Gong Show Movie, The (Blu-ray Review)

  • Reviewed by: Jim Hemphill
  • Review Date: Apr 28, 2016
  • Format: Blu-ray Disc
  • Bookmark and Share
Gong Show Movie, The (Blu-ray Review)

Director

Chuck Barris

Release Date(s)

1980 (March 29, 2016)

Studio(s)

Universal Pictures (Shout! Factory)
  • Film/Program Grade: A
  • Video Grade: A-
  • Audio Grade: A-
  • Extras Grade: A

The Gong Show Movie (Blu-ray Disc)

amazonbuttonsm

Review

One of the holiest of holy grails for fans of offbeat cinema has finally hit Blu-ray courtesy of Shout Factory in the form of their new release of The Gong Show Movie, a one-of-a-kind, extremely underrated comic gem. Although far from the commercial flop many people wrongly remember it as – to the contrary, while not a hit it did make its money back and opened in the number 2 slot between The Empire Strikes Back and The Shining on its opening weekend in 1980 – it largely drifted into obscurity shortly after its initial theatrical release, surfacing only for occasional cable broadcasts and on muddy bootlegs. Never properly available on home video, it’s ripe for rediscovery; far from the crass commercial tie-in that one might expect, it’s a highly personal, surprisingly dark, and often hilarious cry from the heart from writer-producer-director-star Chuck Barris – it’s his Stardust Memories.

Barris, of course, was best known as the host and producer of The Gong Show, a hugely successful – and ruthlessly criticized – talent competition show in the 1970s in which contestants would perform a variety of odd, often lowest common denominator acts until judges “gonged” them off stage. Seen by many critics as an indication of the decline of western civilization, it was also decades ahead of its time, a program that looked forward to the boom in reality TV and talent shows like American Idol and America’s Got Talent. Part of the appeal of the show was always its train-wreck quality – often we were laughing at the performers, not with them – but Barris was no vulgarian. At heart he was a sophisticated, thoughtful man, and as such seemed a little disturbed by both his own creation and others’ reaction to it. This led to a number of bizarre career choices, most famously his memoir Confessions of a Dangerous Mind (eventually adapted into a film by Charlie Kaufman and George Clooney), in which Barris claimed to have been a government assassin in order to expose the hypocrisy of his critics.

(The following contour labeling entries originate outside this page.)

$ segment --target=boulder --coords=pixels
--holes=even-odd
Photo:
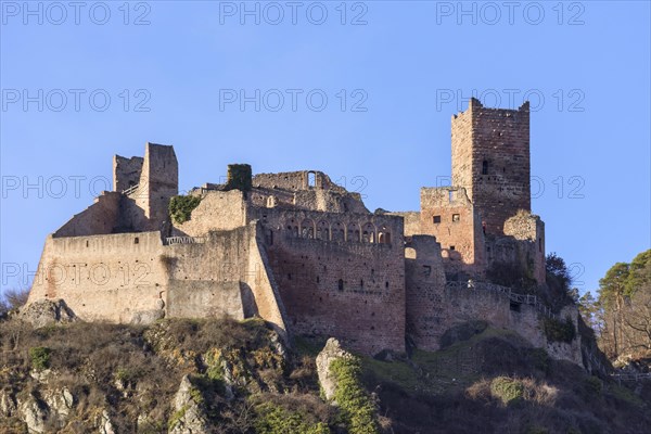
[[[330,372],[330,366],[334,360],[340,358],[353,358],[353,355],[343,349],[336,339],[330,337],[321,353],[317,356],[317,374],[319,375],[319,383],[323,388],[326,399],[334,397],[336,379]]]

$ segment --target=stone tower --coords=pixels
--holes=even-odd
[[[531,212],[529,105],[486,108],[471,99],[452,117],[452,186],[463,187],[485,233],[502,235],[519,209]]]

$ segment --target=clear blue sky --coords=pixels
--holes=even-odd
[[[583,291],[650,247],[647,1],[124,3],[0,2],[3,289],[146,141],[175,145],[181,189],[320,169],[416,210],[473,90],[529,95],[533,210]]]

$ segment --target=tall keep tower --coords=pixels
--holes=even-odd
[[[452,184],[465,188],[486,233],[502,235],[509,217],[531,212],[528,101],[502,110],[473,98],[452,117]]]

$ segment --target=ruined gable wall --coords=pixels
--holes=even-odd
[[[119,221],[119,193],[102,192],[101,195],[95,197],[92,205],[76,214],[56,230],[54,237],[79,237],[113,232]]]
[[[531,213],[519,212],[505,222],[505,235],[520,243],[520,258],[526,258],[533,277],[538,283],[546,280],[545,269],[545,222]]]
[[[144,158],[113,156],[113,191],[122,192],[140,182]]]
[[[173,146],[146,143],[139,184],[133,197],[136,205],[144,210],[144,230],[158,230],[168,220],[169,199],[179,191],[179,168]]]
[[[404,350],[405,261],[401,219],[390,216],[260,209],[265,244],[286,309],[299,334],[336,336],[375,354]],[[349,228],[349,241],[317,239],[315,228]],[[362,242],[367,224],[391,243]],[[339,229],[342,228],[342,229]],[[326,232],[320,231],[323,235]],[[326,238],[326,237],[324,237]],[[353,239],[355,238],[355,241]],[[341,281],[341,284],[340,284]]]
[[[452,182],[468,190],[487,233],[502,234],[509,217],[531,210],[528,103],[485,108],[472,99],[452,118]]]

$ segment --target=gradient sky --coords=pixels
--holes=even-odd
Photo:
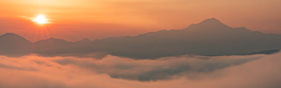
[[[0,0],[0,35],[74,41],[180,29],[212,18],[233,28],[281,34],[279,0]],[[51,23],[30,19],[42,14]]]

The Gong Show was already at the end of its run in 1980 when Barris collaborated with his friend Robert Downey (the iconoclastic auteur behind Putney Swope) to write the screenplay for The Gong Show Movie, which incorporated footage from the show (some of it material that had been kept from air by the censors) into a narrative in which Barris, playing himself, dealt with his ambivalent relationship to fame. Downey was set to direct and did so for a while, but ultimately Barris’s ego led him to take over the project. He claimed to have directed the second half of the movie while Downey handled the first half, but the result is fairly seamless – it feels to be the result of a coherent voice, partly because Barris and Downey had such similar maverick sensibilities to begin with and partly because Barris is such an overpowering personality he can't help but dominate every frame of the movie. “Overpowering” may seem a strange word to describe him, given that he spends most of the film slumped over and exhausted, but there’s no denying Barris’s star presence – he’s endlessly fascinating on screen, and a damn good actor playing this variation on himself. The movie mostly consists of scenes in which Barris struggles with the question of why he produces The Gong Show at all – all it gives him are awkward encounters with fans and critics, inane orders from network executives, and a strained personal life.

The sense of self-revelation here is complex and, in its own way, as riveting as that in Bob Fosse’s similarly themed All That Jazz from the year before. Barris lacks Fosse’s mastery of film form, and The Gong Show Movie doesn’t even attempt to operate on as many levels as Fosse’s classic, but there is the same naked combination of self-loathing and aggrandizement, leading to one of the weirdest yet most satisfying climaxes in any film of its era. The Gong Show Movie doesn’t have a very good reputation – mostly thanks to the assumptions of people who have never seen it – but it’s a terrific movie, and it’s been given the treatment it deserves by Shout Factory. The crisp transfer reveals that Barris was more of a visual stylist than he was ever given credit for; while the video footage from the show looks appropriately crappy, the linking material has texture and tonal range comparable to that of Cassavetes’ studio work of the same period. Shout has provided one outstanding extra feature too, a commentary track by pop culture historian Russell Dyball that expertly contextualizes The Gong Show Movie within Barris’s career, film history, and American culture in general. Those of us who caught and enjoyed The Gong Show Movie when it came out (or in one of its rare cable airings) can now finally have the movie on our shelves; those who have only heard about it, whether positively or negatively, are in for a real treat. In its own way, this is one of the great home video releases of 2016.